Sketching Sydney. Cooks River at Tempe NSW 2044

June 27, 2012

 

3pm, mid-Winter. Wolli Creek high-rise apartments, with Tempe House at lower left, viewed from Kendrick Park.

One thing I like about urban sketching is its power to record something that is constantly changing. You can sketch it one day, but the scene may look radically different sometime in the future. These days, with the Internet, it’s possible to see how a building or landscape was sketched, painted and photographed in the past. Sometimes even the most boring, most unprepossessing-looking vistas can change dramatically over time. You can record something now and have absolutely no idea how much it will change in the future.

Here’s a good example: below is a composite of two photos I took, about twenty years ago, of a very ordinary-looking river bank. It’s just a few miles from Sydney. A hundred years ago it was a popular weekender tourist spot, I assume because it was quiet and rural, reminding visitors of Home, England. A villa was built and named Tempe House; Tempe is the only suburb of Sydney in the Greek language. This “vale of peace” from Antiquity has been memorialised by painters in the past, but was fairly non-descript during the 20th-century. Around the time this photo was taken, the locality was considered one of the most down-and-out in Sydney, number 212 out of a total of 214 in terms of popularity as noted by the Sydney Morning Herald newspaper. Only Cabramatta and Redfern had a worse reputation. 

This particular view has been drawn and painted by many artists since European invasion in 1788. Back in the 1990s, I was being introduced to the idea of plein air sketching and had the idea that a local scene might be worth trying. I was too intimated at the time by the sheer bulk of tiny detail to tackle it, either as a sketch or a painting, so I just filed it away as a future “to do” project.

Cooks River at Tempe NSW – about 1993

Far left: the concrete bridge across the Cooks River was built in 1967; in the 19th century it was a causeway made of stones. The road was the main road south of Sydney Town and had a tax collector on the southern bank; another tax collection point was back towards Sydney at Newtown, where the railway station is today. To the extreme left you can just see the top of the Airport Hilton Hotel. Out of sight (but visible in the 19th century paintings of this vista) is the reclaimed land on which the International Airport now stands. The river bank in the foreground has recently been upgraded by Marrickville Council; it’s busy with picknickers on weekends.
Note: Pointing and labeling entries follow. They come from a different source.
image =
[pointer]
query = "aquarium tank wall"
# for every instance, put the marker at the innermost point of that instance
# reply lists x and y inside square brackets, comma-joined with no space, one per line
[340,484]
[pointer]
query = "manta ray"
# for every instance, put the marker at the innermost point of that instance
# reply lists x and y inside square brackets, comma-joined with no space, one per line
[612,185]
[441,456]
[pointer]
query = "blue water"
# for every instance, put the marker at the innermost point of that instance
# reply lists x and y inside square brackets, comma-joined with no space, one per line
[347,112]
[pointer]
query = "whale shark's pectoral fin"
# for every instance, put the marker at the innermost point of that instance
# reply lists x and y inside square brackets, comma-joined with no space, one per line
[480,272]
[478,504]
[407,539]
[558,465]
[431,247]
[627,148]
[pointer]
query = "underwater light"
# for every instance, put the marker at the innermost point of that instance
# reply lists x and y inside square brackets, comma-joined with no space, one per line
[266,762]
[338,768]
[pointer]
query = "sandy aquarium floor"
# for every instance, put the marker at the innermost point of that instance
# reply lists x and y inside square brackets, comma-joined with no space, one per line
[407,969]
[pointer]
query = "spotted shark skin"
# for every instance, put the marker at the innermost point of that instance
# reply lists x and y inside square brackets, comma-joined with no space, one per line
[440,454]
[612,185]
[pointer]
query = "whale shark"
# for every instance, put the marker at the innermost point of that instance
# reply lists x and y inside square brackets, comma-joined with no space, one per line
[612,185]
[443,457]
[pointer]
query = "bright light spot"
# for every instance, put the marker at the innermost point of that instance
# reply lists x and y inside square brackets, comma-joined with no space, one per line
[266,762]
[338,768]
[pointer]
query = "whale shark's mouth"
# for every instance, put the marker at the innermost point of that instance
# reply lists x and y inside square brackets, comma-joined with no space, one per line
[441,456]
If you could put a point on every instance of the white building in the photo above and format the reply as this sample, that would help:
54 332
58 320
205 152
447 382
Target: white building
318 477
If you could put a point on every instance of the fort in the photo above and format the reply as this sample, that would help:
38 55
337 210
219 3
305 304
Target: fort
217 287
Centre: towards the centre, the sandstone columns of the portico of Tempe House are just visible, as is the small church next to it. At the time this photo was taken it was a retreat/aged care facility for retired Franciscan priests. Around this time too, an Open Day of Tempe House allowed locals to get up reasonably up-close-and-personal with the house and chapel. Since then, it was bought by QANTAS, ever interested in land adjacent to airport property. Later still, Tempe House and the chapel were sold into private hands and is now strictly inaccessible to the general public, despite its enormous historical value.

Right: in the river sits Fatima Island, exposed only during low tide.

Far right: the grey stanchions of the main southern railway track are just visible. There is evidence by the riverbank of local rock and sand being processed by Pioneer, a companying providing natural materials to the building industry. On the hills above in the distance sits the suburb of Arncliffe, a very good vantage point for watching the fireworks on Sydney Harbour in the distance on New Year’s Eve.

During the first decade of the 21st-century, Sydney underwent massive changes, both visually and as a place to live. The social stigma attached to living in a “unit” disappeared; low-tech industrial land was turned over to high-rise apartments and industries moved to the western suburbs; any land reasonably close to the Central Business District has since been transformed. We have a funny attitude to our architecture here in Sydney. It is the stuff of our everyday lives, but we ignore it. The great French poet Theophile Gautier lamented his lost Paris after the work of Baron Hausmann; it’s nearly impossible for any of us to imagine what Paris was like before Baron Hausmann. Similarly in Sydney, we are indebted to photos taken of the historic Rocks area of Sydney by government health officials in the wake of a breakout of plague around 1900. That led to artists like Lionel Lindsay, and later Sydney Ure Smith and Lloyd Rees, starting to draw that district which is know a tourist money-spinner for the city. 

I’ve been sketching buildings in Sydney on and off since the 1960s. I still remember going to the top floor of Sydney’s then tallest buildings, a whopping twelve storeys, to watch the construction of the Sydney Opera House from above.  My first proper paid job was in one of the largest if not the best interior space in Sydney, the Reading Room of the NSW State Library – now the Mitchell Library. I like the patina of old buildings, the potential for change in derelict buildings, curiosity engendered by building sites and how new spaces will alter the landscape. I notice an artist painted Pyrmont as it changed out of all recognition recently. I’m wondering about good vantage points to sketch the changing face of Barangaroo, the “next big thing” in Sydney’s architecture.